Asceua torquata is an ant-eating spider that has a distinctive triangular marking on abdominal dorsum as one of its most easily recognizable characteristics. During nightly huntings, they first choose a position on the trunk of a tree where there are always visible signs of ants traveling to and fro. Once a vantage point has been chosen, the hunter will stay there literally motionless exactly as grey herons normally do while hunting. The surprise attack starts only when an unlucky victim is making an imminent head-on approach towards the undetected ambusher. The most curious twist is: if the ant should approach the spider by the flank, the predator will immediately shy away as if scared of the prey. So what's the strategy behind an apparently false sign of weakness? Well, as an aside note, this might be a fantastic example for a study of predator-prey interactive dynamics. Anyway, in a successful ambush, the spider typically pounces with deadly agility upon the approaching ant, almost instantly subduing it with its venomous chelicerae.

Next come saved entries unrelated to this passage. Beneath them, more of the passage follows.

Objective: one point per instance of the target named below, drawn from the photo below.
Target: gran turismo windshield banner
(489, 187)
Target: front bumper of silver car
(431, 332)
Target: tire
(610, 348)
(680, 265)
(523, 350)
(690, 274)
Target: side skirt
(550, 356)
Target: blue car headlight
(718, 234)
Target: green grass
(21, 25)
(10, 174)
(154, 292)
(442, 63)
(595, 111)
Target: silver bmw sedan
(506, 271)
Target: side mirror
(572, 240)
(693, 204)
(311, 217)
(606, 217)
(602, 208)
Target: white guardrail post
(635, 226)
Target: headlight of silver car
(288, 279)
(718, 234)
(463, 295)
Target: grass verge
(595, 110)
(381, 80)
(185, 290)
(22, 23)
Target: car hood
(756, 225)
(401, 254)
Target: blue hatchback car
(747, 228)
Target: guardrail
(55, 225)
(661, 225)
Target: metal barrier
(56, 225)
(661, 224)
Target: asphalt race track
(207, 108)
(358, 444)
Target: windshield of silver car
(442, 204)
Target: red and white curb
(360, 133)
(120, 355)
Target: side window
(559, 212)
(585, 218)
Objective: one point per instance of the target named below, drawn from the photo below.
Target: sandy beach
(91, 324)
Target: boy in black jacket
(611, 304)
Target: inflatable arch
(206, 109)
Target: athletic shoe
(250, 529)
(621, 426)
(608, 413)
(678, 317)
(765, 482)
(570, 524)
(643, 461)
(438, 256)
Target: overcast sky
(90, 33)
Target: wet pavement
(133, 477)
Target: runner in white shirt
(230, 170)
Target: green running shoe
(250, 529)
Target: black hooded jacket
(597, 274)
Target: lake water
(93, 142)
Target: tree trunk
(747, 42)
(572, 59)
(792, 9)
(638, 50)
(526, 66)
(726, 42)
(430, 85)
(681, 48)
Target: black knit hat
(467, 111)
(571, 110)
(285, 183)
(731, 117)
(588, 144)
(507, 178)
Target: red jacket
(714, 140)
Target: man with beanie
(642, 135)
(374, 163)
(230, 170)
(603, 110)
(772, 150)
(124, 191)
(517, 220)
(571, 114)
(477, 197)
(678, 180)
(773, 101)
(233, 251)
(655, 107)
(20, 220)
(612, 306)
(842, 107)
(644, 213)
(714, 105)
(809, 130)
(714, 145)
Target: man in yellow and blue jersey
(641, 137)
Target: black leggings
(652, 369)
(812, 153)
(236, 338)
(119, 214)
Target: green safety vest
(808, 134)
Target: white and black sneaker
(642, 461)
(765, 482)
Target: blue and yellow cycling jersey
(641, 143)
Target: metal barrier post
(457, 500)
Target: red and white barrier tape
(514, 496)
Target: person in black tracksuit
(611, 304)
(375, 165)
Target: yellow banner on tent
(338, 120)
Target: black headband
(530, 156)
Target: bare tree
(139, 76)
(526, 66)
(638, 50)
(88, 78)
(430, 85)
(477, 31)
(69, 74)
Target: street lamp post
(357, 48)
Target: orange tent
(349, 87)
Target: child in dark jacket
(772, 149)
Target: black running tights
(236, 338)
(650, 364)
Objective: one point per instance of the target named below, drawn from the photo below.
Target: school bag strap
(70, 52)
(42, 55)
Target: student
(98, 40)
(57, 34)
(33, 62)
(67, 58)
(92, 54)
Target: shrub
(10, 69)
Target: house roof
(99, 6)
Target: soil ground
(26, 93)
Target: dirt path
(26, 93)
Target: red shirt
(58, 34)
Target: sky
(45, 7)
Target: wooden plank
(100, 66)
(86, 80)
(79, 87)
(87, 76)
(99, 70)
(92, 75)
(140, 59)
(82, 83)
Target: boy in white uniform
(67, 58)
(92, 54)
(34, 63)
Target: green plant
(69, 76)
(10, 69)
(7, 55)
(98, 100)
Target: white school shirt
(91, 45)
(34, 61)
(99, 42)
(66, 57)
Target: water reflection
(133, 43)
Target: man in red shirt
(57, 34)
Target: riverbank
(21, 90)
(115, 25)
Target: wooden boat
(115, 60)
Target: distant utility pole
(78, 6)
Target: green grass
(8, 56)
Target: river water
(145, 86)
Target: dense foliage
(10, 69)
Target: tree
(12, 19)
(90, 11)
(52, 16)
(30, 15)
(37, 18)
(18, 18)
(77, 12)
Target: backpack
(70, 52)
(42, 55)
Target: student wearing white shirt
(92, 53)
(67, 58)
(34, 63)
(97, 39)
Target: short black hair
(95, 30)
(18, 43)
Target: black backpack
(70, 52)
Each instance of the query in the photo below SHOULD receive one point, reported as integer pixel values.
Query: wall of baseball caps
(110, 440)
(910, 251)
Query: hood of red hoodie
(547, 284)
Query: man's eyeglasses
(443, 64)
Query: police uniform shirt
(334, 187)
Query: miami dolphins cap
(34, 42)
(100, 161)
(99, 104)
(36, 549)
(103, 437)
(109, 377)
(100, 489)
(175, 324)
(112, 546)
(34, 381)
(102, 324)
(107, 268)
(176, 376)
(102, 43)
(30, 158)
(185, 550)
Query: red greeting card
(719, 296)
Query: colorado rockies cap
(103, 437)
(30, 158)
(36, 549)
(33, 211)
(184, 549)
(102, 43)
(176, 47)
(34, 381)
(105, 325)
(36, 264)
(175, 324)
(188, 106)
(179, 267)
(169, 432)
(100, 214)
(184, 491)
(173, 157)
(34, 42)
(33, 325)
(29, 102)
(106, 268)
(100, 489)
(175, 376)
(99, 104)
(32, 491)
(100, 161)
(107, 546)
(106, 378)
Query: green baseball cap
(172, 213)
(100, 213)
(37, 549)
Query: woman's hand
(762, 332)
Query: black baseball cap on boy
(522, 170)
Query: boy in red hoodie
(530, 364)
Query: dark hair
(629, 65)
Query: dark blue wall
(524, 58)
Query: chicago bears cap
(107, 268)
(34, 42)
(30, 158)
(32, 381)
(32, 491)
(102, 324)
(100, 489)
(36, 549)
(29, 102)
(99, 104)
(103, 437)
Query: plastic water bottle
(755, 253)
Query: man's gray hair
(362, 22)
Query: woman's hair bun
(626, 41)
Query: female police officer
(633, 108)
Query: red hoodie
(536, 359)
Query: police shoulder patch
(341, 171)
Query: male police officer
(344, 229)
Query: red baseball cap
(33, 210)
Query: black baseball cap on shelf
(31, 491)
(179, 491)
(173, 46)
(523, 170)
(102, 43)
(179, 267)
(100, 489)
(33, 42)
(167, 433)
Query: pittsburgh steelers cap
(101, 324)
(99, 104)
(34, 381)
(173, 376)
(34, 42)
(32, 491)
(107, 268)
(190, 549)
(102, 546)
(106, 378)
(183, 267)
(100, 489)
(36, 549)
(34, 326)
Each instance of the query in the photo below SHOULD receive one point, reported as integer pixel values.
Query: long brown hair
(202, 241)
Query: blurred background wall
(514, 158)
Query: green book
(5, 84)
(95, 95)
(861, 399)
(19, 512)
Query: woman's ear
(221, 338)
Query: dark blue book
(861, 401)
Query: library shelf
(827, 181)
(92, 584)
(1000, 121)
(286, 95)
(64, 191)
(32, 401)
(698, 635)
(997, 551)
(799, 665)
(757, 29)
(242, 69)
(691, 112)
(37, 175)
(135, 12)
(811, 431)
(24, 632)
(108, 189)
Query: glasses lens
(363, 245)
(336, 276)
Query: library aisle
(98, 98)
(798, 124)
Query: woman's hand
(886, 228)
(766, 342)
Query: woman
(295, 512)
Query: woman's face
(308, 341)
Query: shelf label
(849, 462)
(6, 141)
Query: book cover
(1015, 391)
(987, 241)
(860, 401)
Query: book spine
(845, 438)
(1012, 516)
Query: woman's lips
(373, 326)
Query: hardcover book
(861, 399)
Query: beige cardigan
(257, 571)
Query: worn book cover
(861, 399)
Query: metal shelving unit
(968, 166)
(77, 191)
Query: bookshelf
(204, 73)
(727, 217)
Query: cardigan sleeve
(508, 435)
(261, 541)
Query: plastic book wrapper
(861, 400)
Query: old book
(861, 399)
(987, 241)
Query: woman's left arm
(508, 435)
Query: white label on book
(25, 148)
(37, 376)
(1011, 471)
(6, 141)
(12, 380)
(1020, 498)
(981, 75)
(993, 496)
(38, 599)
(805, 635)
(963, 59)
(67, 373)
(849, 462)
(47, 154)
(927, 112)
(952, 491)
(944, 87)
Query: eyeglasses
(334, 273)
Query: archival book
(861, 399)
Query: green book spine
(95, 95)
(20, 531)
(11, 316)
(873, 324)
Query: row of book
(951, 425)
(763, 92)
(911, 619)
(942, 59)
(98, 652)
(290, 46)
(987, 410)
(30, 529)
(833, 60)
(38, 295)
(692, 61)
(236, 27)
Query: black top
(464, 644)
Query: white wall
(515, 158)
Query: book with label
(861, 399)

So there are karma-believers in birds and there are their arachnid counterpart. It might also be a reasonable conjecture that there are potential counterparts in a variety of other species. But do they really believe in karma as interpreted by the ancient Chinese? Or they're actually the opposite? This seems to be an interesting question to ponder.

Posted on August 23, 2023 12:28 PM by lq-yang lq-yang | 3 observations | 0 comments | Leave a comment

August 13, 2023

Have you ever seen a fly fly simultaneously carrying an ant?

During the many hiking/photography trips that I took in my local hills and mountains, starting from as early as six years ago, I have seen a good lot of intriguing scenes of peculiar insect behaviors but only a very few of them linger particularly vividly in my memory. The logic seems like this: what is to be expected might sometimes still be interesting but never to the point of being unforgettably fascinating. I have, for example, observed many times the curious scenes of spider wasps carrying spider victims. It was interesting each time. But even before the first time I seized the opportunity of seeing such a predator vs. prey scene, I had already read from books and therefore always expected such behavioral displays of spider wasps. So later happenings strictly following the script gave me no real surprises as the expectation itself acted paradoxically as a spoiler that spoiled the grander joy of an unexpected discovery. But have you read/known that a tiny fly with a body length of barely 3mm could even fly simultaneously carrying a killed ant? As for me, I myself had totally no such preknowledge and this is probably why it simply astonished and fascinated me seeing it happen before my very own eyes! On that particular morning, by pure accident while passing a scrubland, I spotted a tiny metalic-green fly (around 3mm in body length) with a pair of robust-looking antennae, standing motionless like a zombie, on the leaf of Ampelopsis cantoniensis, accompanied bizarrely by an obviously dead ant lying on the back under its hind-legs. The fly was immediately recognized as a soldier fly because I had previously spotted and identified with the help from a dipterist the individuals of apparently the same species. But what's the story behind the scene? Did the soldier fly kill the ant? Or they're both dead somehow, perhaps by some mysterious kind of external force? I was sunken deep in a bewilderment. And the fly kept the same motionless position until finally the overwhelming curiosity drove me to touch and check the aliveness of this itsybitsy creature by a handpicked fallen leaf. The fly flew instantly and almost equally instantly landed on a nearby leaf of Millettia dielsiana. Voila! The flight covered a distance of only about 20 centimeters but the most amazing part was it actually landed with the ant! So have you ever seen a fly fly simultaneously carrying an ant? As for me, yes! And it was so amazing!
Nature is so full of wonders! Stay curious and beware that knowledge may turn out to be a killjoy!